C. "That conditional upon resolution no. 5B above being passed, the aggregate nominal amount of the number of shares in the capital of the Company which are repurchased by the Company under the authority granted to the directors as mentioned in resolution no. 5B above shall be added to the aggregate nominal amount of share capital that may be allotted or agreed conditionally or unconditionally to be allotted by the directors of the Company pursuant to resolution no. 5A above."



By Order of the Board
Danny Lam
Company Secretary

Hong Kong, 18th February, 1998

Principal Office:
7th Floor, Blocks A-D
Hop Hing Industrial Building
702 Castle Peak Road
Kowloon, Hong Kong

Notes:-

(1) A member entitled to attend and vote at the meeting convened by the above notice is entitled to appoint proxies to attend and, in the event of a poll, vote in his stead. A proxy need not be a member of the Company. In order to be valid, the form of proxy must be deposited at the Company's principal office in Hong Kong together with a power of attorney or other authority, if any, under which it is signed or a notarially certified copy of that power or authority, not less than 48 hours before the time for holding the meeting.
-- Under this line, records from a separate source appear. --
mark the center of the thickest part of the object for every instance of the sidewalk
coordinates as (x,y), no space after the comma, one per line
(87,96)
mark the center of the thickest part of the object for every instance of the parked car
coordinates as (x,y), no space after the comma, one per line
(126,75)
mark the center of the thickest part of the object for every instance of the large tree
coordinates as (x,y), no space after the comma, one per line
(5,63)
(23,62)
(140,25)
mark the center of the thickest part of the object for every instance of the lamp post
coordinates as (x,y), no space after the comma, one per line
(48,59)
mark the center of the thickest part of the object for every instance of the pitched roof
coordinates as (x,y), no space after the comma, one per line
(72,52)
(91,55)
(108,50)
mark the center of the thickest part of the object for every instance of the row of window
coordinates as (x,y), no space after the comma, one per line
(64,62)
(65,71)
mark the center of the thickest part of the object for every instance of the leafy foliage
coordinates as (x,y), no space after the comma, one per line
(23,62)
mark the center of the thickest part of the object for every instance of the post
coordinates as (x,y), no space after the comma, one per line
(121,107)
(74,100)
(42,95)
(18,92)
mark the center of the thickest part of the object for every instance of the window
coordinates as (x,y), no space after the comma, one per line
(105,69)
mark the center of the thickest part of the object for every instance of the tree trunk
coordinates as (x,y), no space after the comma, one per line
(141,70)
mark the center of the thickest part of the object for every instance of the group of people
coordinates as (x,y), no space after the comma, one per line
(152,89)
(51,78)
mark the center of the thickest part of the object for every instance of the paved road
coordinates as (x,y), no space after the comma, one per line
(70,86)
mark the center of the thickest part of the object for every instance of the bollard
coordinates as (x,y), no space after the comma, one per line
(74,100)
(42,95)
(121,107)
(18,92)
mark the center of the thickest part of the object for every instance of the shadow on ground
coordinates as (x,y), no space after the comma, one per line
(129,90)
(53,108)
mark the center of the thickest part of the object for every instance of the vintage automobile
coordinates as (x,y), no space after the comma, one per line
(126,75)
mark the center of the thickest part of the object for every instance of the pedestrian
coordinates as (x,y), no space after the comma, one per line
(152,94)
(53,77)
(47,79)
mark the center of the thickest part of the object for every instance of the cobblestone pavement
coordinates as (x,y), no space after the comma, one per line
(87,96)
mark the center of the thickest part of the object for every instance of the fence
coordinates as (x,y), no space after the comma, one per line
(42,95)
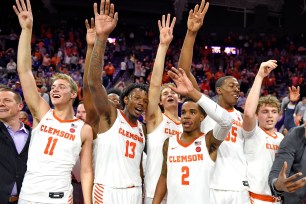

(2) The register of members of the Company will be closed from 18th March, 1998 to 25th March, 1998, both days inclusive, during which period no transfer of shares will be effected. In order to qualify for the final dividend to be approved at the annual general meeting, all transfers accompanied by the relevant share certificates must be lodged with the Company's branch share registrars in Hong Kong, Secretaries Limited, 5th Floor, Wing On House, 111 Connaught Road Central, Hong Kong not later than 4:00 p.m. on 17th March, 1998.